Argentine fantasy artist

Gustavo Cabral (born July 20, 1963), better known as Ciruelo ('plum tree'), is an Argentine fantasy artist, whose work focuses especially on dragons.

==Biography==
Ciruelo Cabral was born in Buenos Aires, Argentina. He was born with color blindness. At age 13 Cabral enrolled in Instituto Fernando Fader, an art school, where he began his formal studies. He started working as illustrator at age 18 for a graphic advertising company, and soon after began doing comic covers. In 1987 he moved to Barcelona, Spain where he drew fantasy books' covers and inside drawings for Timun Mas, a publisher that specializes in the genre.

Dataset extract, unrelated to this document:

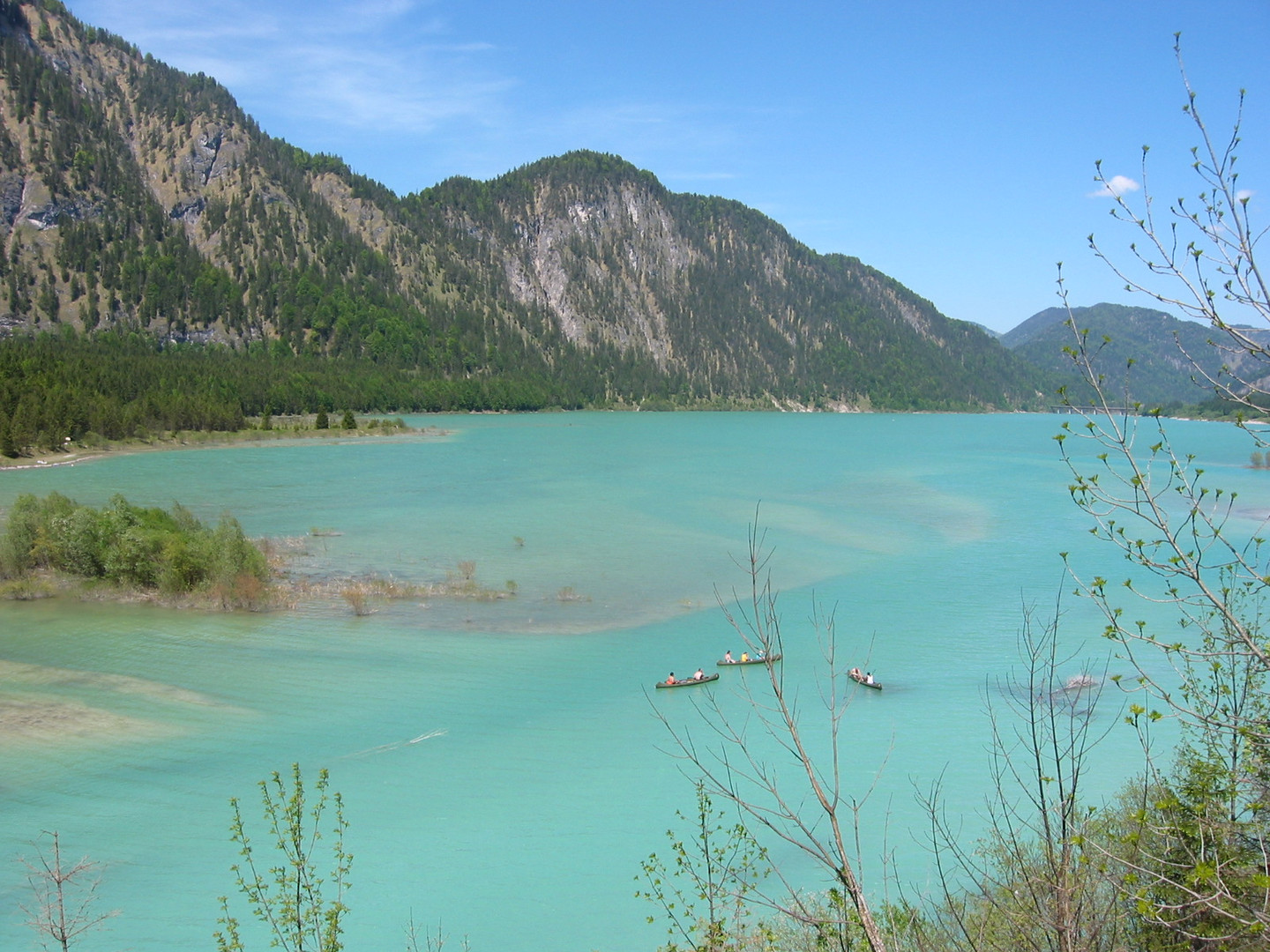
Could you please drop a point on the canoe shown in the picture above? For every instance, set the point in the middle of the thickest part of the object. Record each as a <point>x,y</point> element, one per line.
<point>689,682</point>
<point>721,663</point>
<point>860,680</point>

Cabral then widened his horizons and did work for companies around the world, including companies in the United States, Germany and Spain. He drew the covers of the Chronicles of the Shadow War, a Bantam trilogy written by George Lucas. He has also done music album covers, such as Steve Vai's The Seventh Song and The Flower King's Adam & Eve, and magazine covers for, among others, Playboy and Heavy Metal. His artwork can also be seen in some Magic: The Gathering cards.

Cabral uses mainly acrylic and oil painting, but also a number of other techniques, including his famous and distinctive paintings on rocks, which he created and calls "petropictos" (literally: stone paintings). He has published four books with his drawings: The Book of the Dragon (1990), Ciruelo (1990), Luz, the Art of Ciruelo (1997) and Magia, the Ciruelo Sketchbook (2000).

Ciruelo created the poster art for two Argentine films: Eliseo Subiela's classic Man Facing Southeast (1986) and the surrealist cult film Fuego gris (1994), written and directed by Pablo César. The art for Fuego gris was also used in Luis Alberto Spinetta's album of the same name, which was also the original soundtrack for the film.

Cabral's work is represented in the 2002 collection Paper Tiger Fantasy Art Gallery.